RBI barred JM Financial Products (a subsidiary of JM Financial) from extending loans against shares, including financing subscriptions to IPOs of shares and debentures, with immediate effect over irregularities and corporate governance issues.
An RBI statement said the “action is necessitated due to certain serious deficiencies observed with respect to loans sanctioned by the company for IPO financing as well as NCD (debenture) subscriptions. RBI carried out a limited review of the company’s books on the basis of the information shared by Sebi”.
RBI said there were serious concerns about governance issues in the company, which, in RBI’s assessment, was detrimental to consumer interest. The central bank cited several reasons for the drastic action.
- The regulator said that JM Financial Products repeatedly helped a group of its customers to bid for various IPOs using loaned funds;
- Second, it said the credit underwriting was perfunctory and done against meagre margins.
- Third, it operated customer accounts using a power of attorney and master agreement obtained without their involvement.
- RBI also charged the NFBC with effectively acting as both borrower and lender.
JM Financial Group, however, denied that there have been any violations.
“We believe there have been no material deficiencies in our loan sanctioning process. Further, the company has not violated applicable regulations. We also wish to reaffirm that there have been no governance issues and that we conduct all our business and operational affairs in a bona fide manner. The company shall continue to service its existing customers as advised by RBI,” the company said in a statement.
“The IPO financing product is short-term and self-liquidating in nature. In the context of IPO funding, the power of attorney is taken as a risk containment measure only. The practice of taking POA is prevalent across the industry and is perfectly legal,” JM Financial Products said.
The business restrictions imposed will be reviewed upon the completion of a special audit to be instituted by the RBI and after rectification of the deficiencies to the satisfaction of RBI.
Immediately after RBI’s aforesaid action, SEBI on March 7, 2024, prohibited the parent company JM Financial from acting as the lead manager for any new debt public issue.
JM Financial will have 21 days to file its reply or objections, if any, including the option of a personal hearing. Further, SEBI will undertake an investigation into these issues, to be completed within six months.

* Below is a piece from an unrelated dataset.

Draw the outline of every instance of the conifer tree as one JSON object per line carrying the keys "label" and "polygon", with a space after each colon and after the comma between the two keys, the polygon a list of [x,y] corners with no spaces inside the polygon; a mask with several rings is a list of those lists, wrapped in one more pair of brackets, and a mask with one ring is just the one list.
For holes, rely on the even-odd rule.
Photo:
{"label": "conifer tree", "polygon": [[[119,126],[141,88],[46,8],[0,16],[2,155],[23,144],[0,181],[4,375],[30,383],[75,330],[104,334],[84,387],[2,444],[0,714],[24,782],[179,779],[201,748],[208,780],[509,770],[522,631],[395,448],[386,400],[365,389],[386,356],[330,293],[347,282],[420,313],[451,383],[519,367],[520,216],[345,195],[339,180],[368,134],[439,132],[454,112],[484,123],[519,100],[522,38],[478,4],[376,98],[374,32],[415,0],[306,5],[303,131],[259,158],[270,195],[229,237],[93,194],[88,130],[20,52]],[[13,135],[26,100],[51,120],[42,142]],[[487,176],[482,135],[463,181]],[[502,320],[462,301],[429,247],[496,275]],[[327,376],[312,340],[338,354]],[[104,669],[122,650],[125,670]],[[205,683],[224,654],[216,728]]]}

Sebi said during its “routine examination” of public NCD issued during 2023, led Sebi to discover discrepancies and inter-Group transactions in a November 2023 issue where JM Financial Ltd (JMFL-MB) was a lead banker, wholly owned subsidiary JM Financial Services was the broker, and another subsidiary JM Financial Products (JMFPL-NBFC) was the funding arm which also accounted for over half the transaction volume on listing day.
“The involvement of JM Group entities were observed at multiple instances starting with JMFL-MB acting as the lead manager to the issue and ending with JMFPL-NBFC playing the role of an ‘exit provider’,” SEBI said, adding that the NBFC not only funded investors but also acquired the entire allotment and later offloaded it on the same day at a loss in a “synchronised manner”.
Data provided by JM Financial in its replies do not match exchange data, the regulator said. It added that the company’s replies were “perplexing” as trading decisions were made without regard for trading loss or gain given that the loss amount is significantly higher than the interest income earned.
https://www.bseindia.com/xml-data/corpfiling/AttachLive/86a61c86-a0ca-4b4d-8773-3f47adeb0235.pdf
Further to the ex parte interim order dated March 7, 2024 (“Interim Order”), SEBI has passed a confirmatory order dated June 20, 2024 (“Order”) whereby, SEBI has inter alia,
(i) in line with the voluntarily undertaking of the Company, directed the Company to not act as a as a lead manager in public issue of debt securities till March 31, 2025, or such other date as SEBI may specify; and
(ii) clarified that that the directions contained in the Order, is limited to the Company’s role as a lead manager to public issue of debt securities and does not relate to other activities of the Company, including acting as a lead manager to public issue of equity instruments.